Wir sind mit den Nachbarländern im Gespräch, auch mit Schleswig-Holstein. Aber es gibt derzeit noch keine konkreten, fertig verhandelten Vereinbarungen.

Sind auch Kinder in den Hallen? Ja. Wir waren schon froh, dass wir die Kinder aus den Zelten an der Schnackenburgsallee heraus bekamen. Die Zeltstadt ist jetzt leer, aber sie war eine reine Männerunterkunft geworden. So können und wollen wir in der Regel nicht vorgehen. Man kann die Familien nicht auseinander reißen.

Gibt es in Hallen Kinderbetreuung.

Ja, aber es konnte noch nicht überall realisiert werden. Im November hatten wir in 17 der rund 30 ZEAs eine niedrigschwellige Kinderbetreuung.

Warum ist das nicht Standard?

Weil wir die Erstaufnahmekapazitäten sehr schnell von 4.000 auf über 20.000 Plätze aufbauen mussten. Außerdem hatten wir am Anfang die Hoffnung, z.B. schnell wieder aus den Hallen heraus zu kommen.

Gibt es Standrads an Beschäftigungsangeboten?

Es gibt Deutschkurse von Bundesamt für Migration und Flüchtlinge und Angebote der Jobcenter. Das allerdings nicht für alle, sondern für Flüchtlinge mit guter Bleibeperspektive. Dann gibt esSprachkurse, die von der Stadt finanziert werden. Und zum Glück gibt es ein breites Angebot von ehrenamtlicher Unterstützung.

Initiativen berichten, sie kämen nicht in die Hallen.

Die Klagen sind uns bekannt. Die Betreiber können aber nicht einfach die Tür aufmachen. Wir müssen z.B. darauf achten, dass dort keine Salafisten oder Rechtsradikale hinein kommen. Und dass es Menschen sind, die verantwortlich handeln. Helfer müssen einen Fragebogen ausfüllen, ein Führungszeugnis beibringen und eine Vereinbarung unterschreiben. Trotzdem ist es eine Sache des Fingerspitzengefühls, den Zugang so zu organisieren, dass sich Ehrenamtliche nicht behindert oder abgewiesen fühlen. Ich habe vor, hierüber mit fördern wohnen zu sprechen ...
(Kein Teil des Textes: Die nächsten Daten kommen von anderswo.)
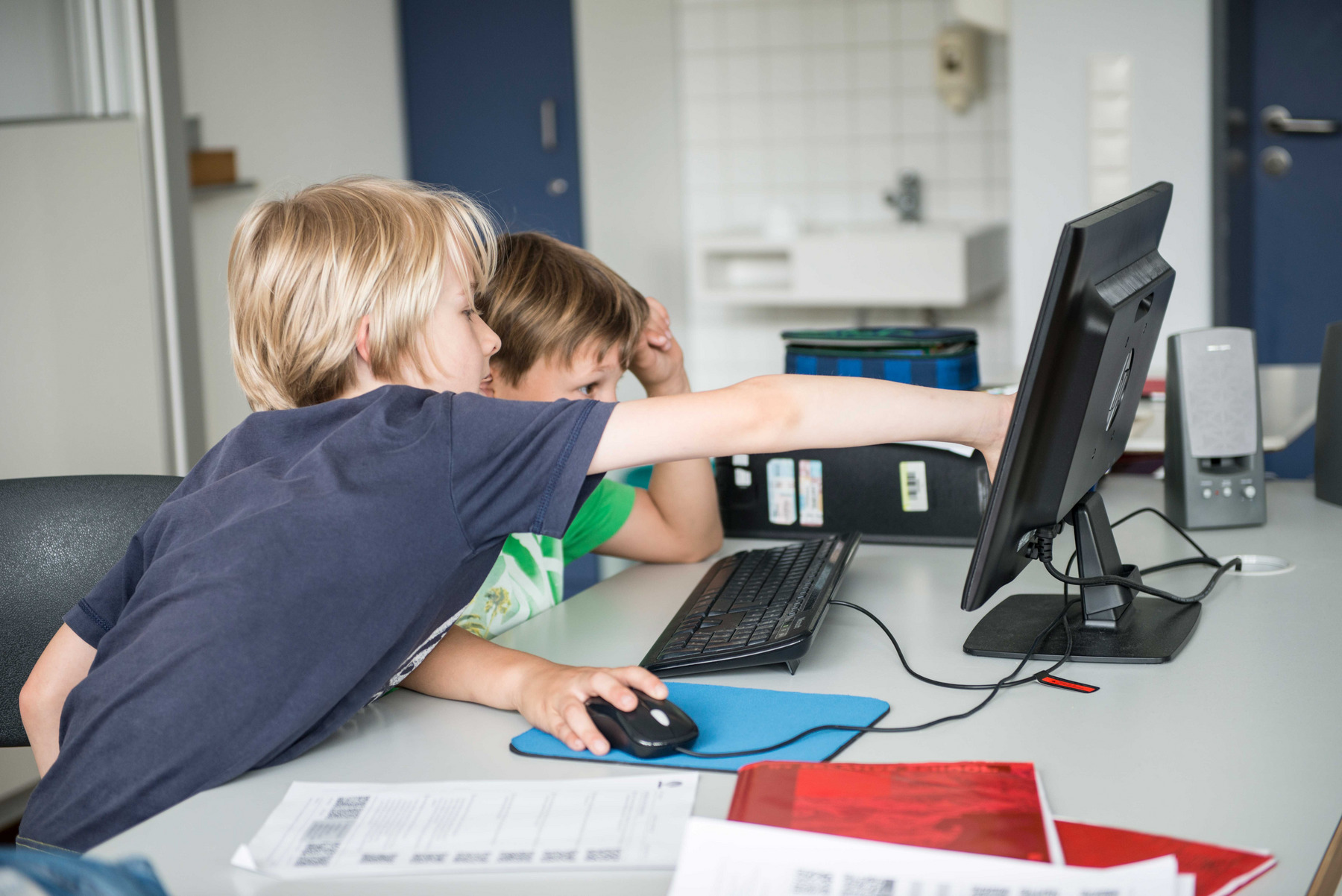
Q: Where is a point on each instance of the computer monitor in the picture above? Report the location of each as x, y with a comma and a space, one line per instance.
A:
1097, 332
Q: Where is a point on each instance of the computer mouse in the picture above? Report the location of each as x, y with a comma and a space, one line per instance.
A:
654, 728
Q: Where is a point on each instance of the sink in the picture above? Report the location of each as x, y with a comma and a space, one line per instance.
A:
929, 266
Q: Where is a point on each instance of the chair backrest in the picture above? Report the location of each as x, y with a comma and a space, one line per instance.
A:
58, 537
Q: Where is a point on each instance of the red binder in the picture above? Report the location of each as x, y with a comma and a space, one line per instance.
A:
1220, 871
989, 808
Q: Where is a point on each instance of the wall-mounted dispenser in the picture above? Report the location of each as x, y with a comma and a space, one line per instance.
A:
960, 65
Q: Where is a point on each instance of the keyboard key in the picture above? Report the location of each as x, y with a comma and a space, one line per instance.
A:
675, 655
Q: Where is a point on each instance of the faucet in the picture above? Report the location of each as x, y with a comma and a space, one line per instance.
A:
907, 199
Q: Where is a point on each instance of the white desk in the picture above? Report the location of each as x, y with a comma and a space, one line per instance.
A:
1238, 742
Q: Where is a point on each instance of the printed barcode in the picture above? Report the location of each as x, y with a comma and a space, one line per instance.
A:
913, 486
348, 808
869, 886
812, 883
317, 855
328, 830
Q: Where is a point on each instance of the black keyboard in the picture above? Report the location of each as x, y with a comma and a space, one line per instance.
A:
755, 608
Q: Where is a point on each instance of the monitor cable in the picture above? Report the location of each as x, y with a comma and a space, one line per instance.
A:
1043, 543
1042, 549
995, 690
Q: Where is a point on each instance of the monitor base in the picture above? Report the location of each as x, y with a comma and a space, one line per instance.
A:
1149, 631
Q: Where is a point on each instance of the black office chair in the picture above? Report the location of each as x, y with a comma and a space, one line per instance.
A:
58, 537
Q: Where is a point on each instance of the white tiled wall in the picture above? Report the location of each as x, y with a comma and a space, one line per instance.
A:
818, 105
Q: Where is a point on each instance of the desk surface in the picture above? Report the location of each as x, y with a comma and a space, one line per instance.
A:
1236, 742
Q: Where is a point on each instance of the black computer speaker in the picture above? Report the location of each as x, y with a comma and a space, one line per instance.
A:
1328, 427
1214, 429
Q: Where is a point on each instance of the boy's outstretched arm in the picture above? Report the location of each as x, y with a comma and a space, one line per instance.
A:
675, 521
60, 667
550, 696
791, 412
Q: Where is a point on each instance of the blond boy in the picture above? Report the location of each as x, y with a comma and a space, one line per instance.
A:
321, 552
570, 329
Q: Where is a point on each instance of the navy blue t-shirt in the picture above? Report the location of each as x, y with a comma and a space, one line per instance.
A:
305, 567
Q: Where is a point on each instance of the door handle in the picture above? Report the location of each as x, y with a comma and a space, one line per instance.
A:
549, 127
1278, 121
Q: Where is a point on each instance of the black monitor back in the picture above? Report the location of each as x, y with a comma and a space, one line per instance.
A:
1097, 332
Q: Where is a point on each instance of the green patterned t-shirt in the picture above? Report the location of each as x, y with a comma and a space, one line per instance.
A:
528, 577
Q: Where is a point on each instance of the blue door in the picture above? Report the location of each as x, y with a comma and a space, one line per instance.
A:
1286, 191
491, 107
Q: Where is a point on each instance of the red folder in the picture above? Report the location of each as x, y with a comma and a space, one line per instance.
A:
1220, 871
988, 808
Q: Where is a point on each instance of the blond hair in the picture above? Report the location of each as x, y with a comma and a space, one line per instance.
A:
306, 268
549, 298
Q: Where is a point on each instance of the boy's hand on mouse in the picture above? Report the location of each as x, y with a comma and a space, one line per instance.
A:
555, 701
658, 360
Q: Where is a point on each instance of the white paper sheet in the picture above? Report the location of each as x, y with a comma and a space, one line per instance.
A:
734, 859
470, 827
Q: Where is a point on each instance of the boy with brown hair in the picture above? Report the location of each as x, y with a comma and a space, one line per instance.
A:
570, 329
322, 550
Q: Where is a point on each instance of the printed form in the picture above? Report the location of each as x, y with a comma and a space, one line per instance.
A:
454, 827
736, 859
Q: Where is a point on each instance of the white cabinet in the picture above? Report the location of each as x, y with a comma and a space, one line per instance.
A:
926, 266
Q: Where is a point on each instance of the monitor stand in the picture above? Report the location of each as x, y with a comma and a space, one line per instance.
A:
1109, 625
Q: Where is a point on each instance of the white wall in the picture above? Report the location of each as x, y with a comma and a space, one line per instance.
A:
1171, 125
305, 90
35, 60
82, 359
816, 107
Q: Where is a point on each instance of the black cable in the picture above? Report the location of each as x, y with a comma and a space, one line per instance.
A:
1145, 589
1046, 555
1172, 525
1045, 552
944, 684
1033, 649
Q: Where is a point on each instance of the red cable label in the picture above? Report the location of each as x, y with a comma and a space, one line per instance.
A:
1065, 683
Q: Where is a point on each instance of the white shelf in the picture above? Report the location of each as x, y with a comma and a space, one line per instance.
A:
926, 266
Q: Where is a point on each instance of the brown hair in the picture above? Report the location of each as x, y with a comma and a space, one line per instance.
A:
548, 298
306, 268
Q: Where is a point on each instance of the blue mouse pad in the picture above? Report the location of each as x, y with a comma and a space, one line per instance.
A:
734, 719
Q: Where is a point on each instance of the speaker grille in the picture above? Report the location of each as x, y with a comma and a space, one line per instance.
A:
1220, 392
Sind sie Ansprechpartner für Ehrenamtliche? Die Fühlen die sich mittlerweile ausgenutzt.

Hier sieht man sehr schön die Fähigkeit der Zivilgesellschaft, sich selbst zu organisieren. Wenn wir irgendwo eine neue Unterkunft eröffneten, waren die Initiativen meist schon da: Hier sind wir, wo können wir helfen? Das finde ich ganz toll. Natürlich gibt es immer etwas kritisch zu hinterfragen. Aber warum sollten Ehrenamtliche sich ausgenutzt fühlen? Mir gegenüber haben sie sich bisher nicht darüber beklagt.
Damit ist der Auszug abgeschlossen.